Principle:Run llama Llama index Ingestion Pipeline Construction
| Knowledge Sources | |
|---|---|
| Domains | Data_Ingestion, RAG, Pipeline_Architecture |
| Last Updated | 2026-02-11 00:00 GMT |
Overview
Ingestion pipeline construction is the process of composing a sequence of transformation steps (splitting, embedding, metadata extraction) into a reusable, configurable pipeline for document processing.
Description
The pipeline pattern in LlamaIndex allows developers to declaratively define a chain of transformations that documents pass through during ingestion. Rather than manually orchestrating each step, the pipeline manages:
- Transformation sequencing: Each transformation receives the output nodes of the previous step
- Caching: Intermediate results are cached to avoid recomputing transformations on unchanged data
- Deduplication: An optional docstore tracks which documents have already been processed
- Vector store integration: Processed nodes can be automatically inserted into a vector store
This design separates the what (which transformations to apply) from the how (execution order, caching, deduplication), making pipelines easier to configure and maintain.
Usage
Construct an IngestionPipeline by providing a list of transformations (node parsers, embedding models, metadata extractors) and optionally a vector_store, docstore, and cache.
Theoretical Basis
Pipeline Composition
The pipeline follows the chain of responsibility pattern. Each transformation implements the TransformComponent interface with a __call__ method that accepts and returns a list of nodes:
# Conceptual pipeline flow
# Input: [Document_1, Document_2, ...]
# -> Transformation_1 (e.g., SentenceSplitter)
# -> [Node_1a, Node_1b, Node_2a, ...]
# -> Transformation_2 (e.g., OpenAIEmbedding)
# -> [Node_1a_with_embedding, Node_1b_with_embedding, ...]
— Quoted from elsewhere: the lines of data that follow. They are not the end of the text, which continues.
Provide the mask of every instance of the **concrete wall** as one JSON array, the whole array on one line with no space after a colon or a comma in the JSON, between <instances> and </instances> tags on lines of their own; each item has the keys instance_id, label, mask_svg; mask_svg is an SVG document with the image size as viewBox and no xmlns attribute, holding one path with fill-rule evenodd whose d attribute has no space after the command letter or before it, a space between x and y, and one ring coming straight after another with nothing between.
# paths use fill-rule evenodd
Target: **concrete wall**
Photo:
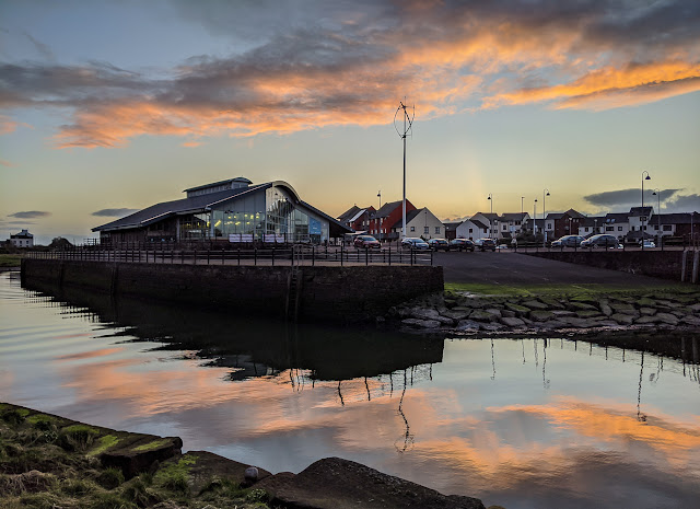
<instances>
[{"instance_id":1,"label":"concrete wall","mask_svg":"<svg viewBox=\"0 0 700 509\"><path fill-rule=\"evenodd\" d=\"M22 279L154 301L283 317L292 267L22 261ZM442 267L302 267L299 319L359 322L400 302L442 291Z\"/></svg>"},{"instance_id":2,"label":"concrete wall","mask_svg":"<svg viewBox=\"0 0 700 509\"><path fill-rule=\"evenodd\" d=\"M682 269L682 251L551 251L527 254L675 281L680 281ZM689 281L692 269L692 253L688 253L686 258L686 281Z\"/></svg>"}]
</instances>

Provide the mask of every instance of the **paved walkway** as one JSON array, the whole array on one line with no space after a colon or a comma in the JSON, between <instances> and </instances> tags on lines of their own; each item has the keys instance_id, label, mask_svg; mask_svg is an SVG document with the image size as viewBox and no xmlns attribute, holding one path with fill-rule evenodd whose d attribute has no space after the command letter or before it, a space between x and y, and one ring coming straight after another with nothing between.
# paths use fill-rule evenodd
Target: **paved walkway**
<instances>
[{"instance_id":1,"label":"paved walkway","mask_svg":"<svg viewBox=\"0 0 700 509\"><path fill-rule=\"evenodd\" d=\"M674 281L585 265L568 264L513 252L435 253L445 282L483 285L606 285L660 287Z\"/></svg>"}]
</instances>

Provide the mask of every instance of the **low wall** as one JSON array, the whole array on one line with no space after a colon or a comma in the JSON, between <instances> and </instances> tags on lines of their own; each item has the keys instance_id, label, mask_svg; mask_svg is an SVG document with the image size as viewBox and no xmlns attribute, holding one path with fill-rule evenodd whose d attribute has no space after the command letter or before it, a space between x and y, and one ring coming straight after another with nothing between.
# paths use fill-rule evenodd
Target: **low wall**
<instances>
[{"instance_id":1,"label":"low wall","mask_svg":"<svg viewBox=\"0 0 700 509\"><path fill-rule=\"evenodd\" d=\"M682 251L541 251L526 253L530 256L588 265L597 268L621 270L680 281ZM686 255L686 281L692 274L692 252Z\"/></svg>"},{"instance_id":2,"label":"low wall","mask_svg":"<svg viewBox=\"0 0 700 509\"><path fill-rule=\"evenodd\" d=\"M412 298L442 291L442 267L299 267L298 317L359 322ZM22 280L91 288L155 301L284 317L292 267L22 261Z\"/></svg>"}]
</instances>

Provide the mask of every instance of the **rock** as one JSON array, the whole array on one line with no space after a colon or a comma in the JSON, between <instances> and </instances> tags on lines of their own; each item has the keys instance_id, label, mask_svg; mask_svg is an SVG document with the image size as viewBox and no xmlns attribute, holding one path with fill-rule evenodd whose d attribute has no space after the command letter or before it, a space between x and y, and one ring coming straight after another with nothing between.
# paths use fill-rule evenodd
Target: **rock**
<instances>
[{"instance_id":1,"label":"rock","mask_svg":"<svg viewBox=\"0 0 700 509\"><path fill-rule=\"evenodd\" d=\"M443 311L442 315L459 322L460 320L469 317L470 313L471 313L471 310L457 311L456 309L454 309L450 311Z\"/></svg>"},{"instance_id":2,"label":"rock","mask_svg":"<svg viewBox=\"0 0 700 509\"><path fill-rule=\"evenodd\" d=\"M610 319L615 320L620 325L632 325L632 323L634 322L634 316L623 313L615 313L610 316Z\"/></svg>"},{"instance_id":3,"label":"rock","mask_svg":"<svg viewBox=\"0 0 700 509\"><path fill-rule=\"evenodd\" d=\"M539 301L536 301L536 300L525 301L525 302L523 302L523 305L525 308L528 308L528 311L529 310L546 310L546 309L549 308L547 304L544 304L544 303L541 303Z\"/></svg>"},{"instance_id":4,"label":"rock","mask_svg":"<svg viewBox=\"0 0 700 509\"><path fill-rule=\"evenodd\" d=\"M474 320L460 320L457 323L456 329L466 333L475 333L479 329L479 323Z\"/></svg>"},{"instance_id":5,"label":"rock","mask_svg":"<svg viewBox=\"0 0 700 509\"><path fill-rule=\"evenodd\" d=\"M561 317L561 316L575 316L576 313L574 311L567 311L567 310L555 310L552 311L552 314L556 317Z\"/></svg>"},{"instance_id":6,"label":"rock","mask_svg":"<svg viewBox=\"0 0 700 509\"><path fill-rule=\"evenodd\" d=\"M697 316L684 316L682 319L680 319L680 321L682 323L687 323L688 325L696 325L696 326L700 326L700 319L698 319Z\"/></svg>"},{"instance_id":7,"label":"rock","mask_svg":"<svg viewBox=\"0 0 700 509\"><path fill-rule=\"evenodd\" d=\"M660 320L657 316L652 316L652 315L643 315L639 319L637 319L634 321L634 325L645 325L645 324L650 324L650 323L658 323Z\"/></svg>"},{"instance_id":8,"label":"rock","mask_svg":"<svg viewBox=\"0 0 700 509\"><path fill-rule=\"evenodd\" d=\"M513 304L512 302L506 302L505 309L510 311L514 311L518 316L529 313L529 308L525 308L524 305L520 305L520 304Z\"/></svg>"},{"instance_id":9,"label":"rock","mask_svg":"<svg viewBox=\"0 0 700 509\"><path fill-rule=\"evenodd\" d=\"M258 479L258 474L259 472L255 466L248 466L243 473L243 476L246 483L255 483Z\"/></svg>"},{"instance_id":10,"label":"rock","mask_svg":"<svg viewBox=\"0 0 700 509\"><path fill-rule=\"evenodd\" d=\"M598 311L595 305L585 302L569 302L569 308L573 311Z\"/></svg>"},{"instance_id":11,"label":"rock","mask_svg":"<svg viewBox=\"0 0 700 509\"><path fill-rule=\"evenodd\" d=\"M634 314L637 312L634 306L627 302L611 302L610 308L612 308L612 311L617 314Z\"/></svg>"},{"instance_id":12,"label":"rock","mask_svg":"<svg viewBox=\"0 0 700 509\"><path fill-rule=\"evenodd\" d=\"M503 325L506 325L509 327L524 327L525 326L525 322L523 322L521 319L517 319L515 316L503 316L501 317L501 323Z\"/></svg>"},{"instance_id":13,"label":"rock","mask_svg":"<svg viewBox=\"0 0 700 509\"><path fill-rule=\"evenodd\" d=\"M339 458L319 460L298 475L282 473L270 476L256 487L272 495L271 506L317 509L483 509L483 504L477 498L445 496Z\"/></svg>"},{"instance_id":14,"label":"rock","mask_svg":"<svg viewBox=\"0 0 700 509\"><path fill-rule=\"evenodd\" d=\"M469 315L469 320L476 320L477 322L493 322L494 320L498 320L498 316L489 313L488 311L474 310Z\"/></svg>"},{"instance_id":15,"label":"rock","mask_svg":"<svg viewBox=\"0 0 700 509\"><path fill-rule=\"evenodd\" d=\"M591 319L593 316L600 316L600 312L599 311L576 311L576 316L579 316L580 319Z\"/></svg>"},{"instance_id":16,"label":"rock","mask_svg":"<svg viewBox=\"0 0 700 509\"><path fill-rule=\"evenodd\" d=\"M410 325L418 328L440 328L441 323L436 320L404 319L404 325Z\"/></svg>"},{"instance_id":17,"label":"rock","mask_svg":"<svg viewBox=\"0 0 700 509\"><path fill-rule=\"evenodd\" d=\"M667 323L668 325L678 325L678 317L670 313L656 313L654 315L661 323Z\"/></svg>"},{"instance_id":18,"label":"rock","mask_svg":"<svg viewBox=\"0 0 700 509\"><path fill-rule=\"evenodd\" d=\"M529 312L529 319L534 322L547 322L555 317L551 311L535 310Z\"/></svg>"}]
</instances>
# -> Vector Store (automatic insertion)
Configuration Components
A fully configured pipeline combines several components:
- transformations: Ordered list of TransformComponent instances (required). Common transformations include SentenceSplitter, TitleExtractor, and embedding models.
- vector_store: Optional BasePydanticVectorStore for automatic node insertion after all transformations complete.
- docstore: Optional BaseDocumentStore for deduplication tracking.
- cache: Optional IngestionCache for caching intermediate transformation results.
- docstore_strategy: Controls deduplication behavior when a docstore is present (default: UPSERTS).